Quali sono i sintomi più gravi per un’intossicazione da tonno marcio? Ecco la risposta

L’intossicazione da tonno marcio è data dall’istamina ed è una condizione nota anche come “sindrome sgombroidea”. Negli USA si tratta di una delle più comuni intossicazioni da ingestione di pesce, in Europa e in Italia, invece, i casi riportati sono davvero pochi e soprattutto scarsamente documentati. L’istamina si sviluppa in minima parte da fenomeni di origine tessutale e, maggiormente, dall’azione degli enzimi elaborati dai microrganismi durante i primi processi degradativi, tale attività dipende dal contenuto di istidina libera all’interno della sostanza alimentare e anche dalla temperatura.

Le quote più elevate di istidina sono state riscontrate nel tessuto muscolare di pesci quali i tonni, gli sgombri, le sardine e le aringhe. Le temperature tra i 6°C e 20°C favoriscono la formazione di amina, invece le basse temperature sono in grado di ritardare la sua sintesi batterica in quanto quelle elevate non sono in grado di inattivare quella già formata.

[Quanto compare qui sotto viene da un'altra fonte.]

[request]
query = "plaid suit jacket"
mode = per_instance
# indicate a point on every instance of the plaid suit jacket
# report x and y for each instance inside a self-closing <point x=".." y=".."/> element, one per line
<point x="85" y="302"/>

In questo articolo riportiamo tre episodi di intossicazione da istamina, uno dei quali si verifica in seguito al consumo di tonno fresco e gli altri due sono legati all’assunzione del pesce conservato. Primo caso: Qualche anno fa ecco la segnalazione di un caso di sospetta intossicazione da istamina di due persone dello stesso nucleo familiare che la sera precedente si erano recate presso il Pronto Soccorso dell’Ospedale dopo il consumo di tonno fresco semplicemente cucinato alla griglia.

Si è evidenziata l’insorgenza di una sintomatologia similallergica durante il consumo del tonno tale da farne cessare l’ingestione e veniva segnalato anche un sapore per niente gradevole dell’alimento. La diagnosi formulata dai medici era dunque quella di un’allergia alimentare. Successivamente però è stato consegnato al Servizio Veterinario Area B un trancio di tonno cotto appartenente alla stesso lotto di quello consumato dai due signori e in cui il livello di istamina ritrovato era di 3.485 mg/kg.

Altre ricerche effettuate hanno dimostrato la provenienza olandese del tonno, confezionato in filetti. Risultava impossibile però risalire alla specie, alla zona FAO di pesca e ad un eventuale trattamento con aromatizzanti o ossido di carbonio in quanto l’etichetta non era più disponibile. Quest’ultima possibilità è da ritenersi molto preoccupante in quanto il colore del tonno rimane inalterato anche a fronte di profonde alterazioni enzimatiche.

Secondo e terzo caso: Stavolta le vittime sono due studentesse universitarie che hanno consumato dell’insalata di tonno presso un bar della città di Grosseto. Dopo circa 15 minuti, entrambe hanno iniziato ad accusare arrossamenti sul volto e su tutto il corpo, sensazione di calore, prurito alle mani e bruciore oculare. Dopo circa 3-5 ore dal consumo, sono apparsi altri sintomi più preoccupanti quali diarrea e vomito; arrivate al Pronto Soccorso, i medici hanno diagnosticato una sospetta intossicazione alimentare.